HARTFORD HITS A HOMER

New World Pinot Noir is an interesting topic these days.  The wine world is constantly in a state of change as people’s tastes, economics, and world-wide competition alters the playing field on a constant basis.  We talk with distributors, winery owners, and winemakers on pretty much a daily basis and the subject of Pinot Noir is a recurrent one.  Our message over the last couple of years in particular has not necessarily been what the industry wants to hear.  While it is still a very popular practice among wineries to make multiple single-vineyard Pinot Noir bottlings, usually at rather premium prices, the people have shown a declining interest in the category over the last few years in recent times. 

People still like Pinot Noir.  A lot.  We aren’t predicting some sort of Pinot Armageddon.  But it is clear that, in the part of the world we see, people are considerably less interested in those small production offerings in the $50-100 range.  Oh sure there are a few mailing list types that claim that business is great for that sort of thing.  But our view of the marketplace would seem to suggest otherwise.  If we were to extrapolate our observations and project what market message is, it would seem to be this.  A lush, engaging, fruit-driven Pinot always has a place, but a price under $30 would be greatly appreciated.   Well, whether inadvertently or not, someone has created the perfect Pinot for the times.

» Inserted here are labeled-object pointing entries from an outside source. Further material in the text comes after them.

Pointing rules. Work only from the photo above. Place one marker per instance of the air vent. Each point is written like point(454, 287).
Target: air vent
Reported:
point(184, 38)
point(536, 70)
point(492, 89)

It comes from the Jackson Family stable, a company that achieved wine-world domination by giving people what they wanted.  They became a major player from nowhere with a Chardonnay that pleased a wide audience, and built on that success.  Later on, it seemed Jess Jackson was concerned about his ‘legacy’, and much energy was spent creating brands that were intended to become iconic like Cardinale, Verite, and the like.  Hartford Court estate was the part of the family that focused primarily on individual bottlings of Pinot Noir, Chardonnay and Old Vine Zinfandel . 

Hartford achieved great notoriety with these stylish, distinct bottlings, but pricing was a little bit of a hindrance on some of the upper-end offerings.  They always made solid, expressive wines at every level, with the occasional home run.  But the current Pinot program has to be a little intimidating for consumers because there were so many specialty bottlings at $50-80, it had to difficult to make a choice. 

As we did the research for this piece, we noticed Hartford Court was offering 14 different designated bottlings on their website.  That’s fine from a winery perspective we guess.  The team here has always had ‘chops’.   But in the process, whether they wanted to or not, they made one of the best ‘regular’ bottlings in their history in 2017, as if they had once again perfectly read the needs of the market and created this wine to fulfill them, just like those early days.

The 2017 Hartford Court Russian River Valley Pinot Noir does everything right.  Deep, saturated color as Pinot goes, classic Russian River spice in the nose along with dark red leaning to black fruits, seamless palate feel, and sufficient weight and tenderness to please just about anyone, Pinotfile or not.  It checks all of the boxes and, if it errs, it does so on the side of hedonism.

We could go on but Jeb Dunnuck did a pretty good job of cheerleading here, “A crazy good value, the 2017 Pinot Noir Russian River Valley is the appellation release from this team, and it comes from all of the estate vineyards across the Green Valley, Laguna Ridge, and Sebastopol regions. Complex notes of strawberries, cranberries, violets, pine forest, and flowers all flow to a medium-bodied Pinot Noir that has a kiss of salinity and marine notes, ripe tannins, and a great finish. This beautiful wine competes with wines costing 2-3 times the price…95 Points.”

It checks all of the boxes and, for our part, we’re able to get it to you for under $30.  Like the song says, “You can’t always get what you want…”.    Only sometimes, you can.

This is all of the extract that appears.